Le Dagda est le père de Brigit (Minerve irlandaise). Par son union avec Boann, il devient aussi le père d'Aengus mac in Og (ou Oengus ou encore Mac Oc), le "jeune dieu" que l'on retrouve dans de nombreuses légendes et qui est assimilable à l'Apollon celtique dans cet aspect de jeunesse. Pour mettre au monde ce dernier, il a arrêté le soleil, symbole. Il a donc créé son fils en un jour long de neuf mois.

Ainsi, c'est le dieu de l'éternité : il est alors le maître des éléments air, eau, terre et feu. Dans la mesure où le soleil voit tout, il sait par conséquent tout ce qui se produit sur terre : aucune irrégularité, aucune défaillance ne lui échappe, et c'est la raison pour laquelle on l'invoque, non seulement pour s'assurer santé et prospérité, mais aussi à l'occasion des serments. Le Dagda perpétue la tradition indo-européenne par sa fonction de dieu des contrats, qu'il viole assez régulièrement.

Un dieu comparable au Dagda est Taranis. Taranis est d'un côté un dieu père, une sorte de Jupiter muni de la foudre ("taran", tonnerre), et de l'autre un dieu sanguinaire exigeant son tribut de têtes humaines. La foudre l'assimile justement à la germanique Donar et à déesse védique Indra, toutes deux liées à Uranus et particulièrement proches de la classe de l'aristocratie guerrière.

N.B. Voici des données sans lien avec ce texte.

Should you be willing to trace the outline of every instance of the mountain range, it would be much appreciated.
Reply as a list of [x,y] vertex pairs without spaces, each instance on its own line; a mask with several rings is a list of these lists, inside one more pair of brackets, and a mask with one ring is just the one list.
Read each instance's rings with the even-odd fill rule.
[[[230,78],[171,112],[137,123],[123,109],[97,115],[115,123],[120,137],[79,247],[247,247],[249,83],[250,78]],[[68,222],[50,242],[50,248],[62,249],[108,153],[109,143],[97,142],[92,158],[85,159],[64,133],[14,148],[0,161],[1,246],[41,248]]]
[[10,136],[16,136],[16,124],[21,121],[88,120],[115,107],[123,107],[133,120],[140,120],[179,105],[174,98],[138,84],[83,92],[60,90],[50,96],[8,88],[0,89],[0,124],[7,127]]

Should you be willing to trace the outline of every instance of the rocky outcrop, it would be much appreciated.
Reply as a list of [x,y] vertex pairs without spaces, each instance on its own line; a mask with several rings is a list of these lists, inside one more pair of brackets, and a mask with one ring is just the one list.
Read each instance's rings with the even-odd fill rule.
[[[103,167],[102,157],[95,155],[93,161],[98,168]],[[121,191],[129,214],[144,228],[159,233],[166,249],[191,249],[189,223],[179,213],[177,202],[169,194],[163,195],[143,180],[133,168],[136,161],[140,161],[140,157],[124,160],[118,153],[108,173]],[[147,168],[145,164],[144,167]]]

Un autre surnom du Dagda est Teutates. Il semble renvoyer à la fécondité, à la richesse et au passage dans l'au-delà, mais sa spécialité reste la bataille dont il sort toujours vainqueur.

Les prisonniers de guerre lui sont sacrifiés par des méthodes extrêmement cruelles : noyés dans un tonneau ou massacrés dans un chaudron de bronze par de vieilles prêtresses vêtues de blanc (n'ayant accès qu'à la divination), qui tirent ensuite des présages de l'examen de leur sang.

Teutates est décrit comme un guerrier conduisant un char et armé d'une lance, d'une épée, d'un bouclier et d'un casque à cornes avec lequel il rassasie quiconque s'en approche. C'est encore une trace du chaudron typique de l'abondance.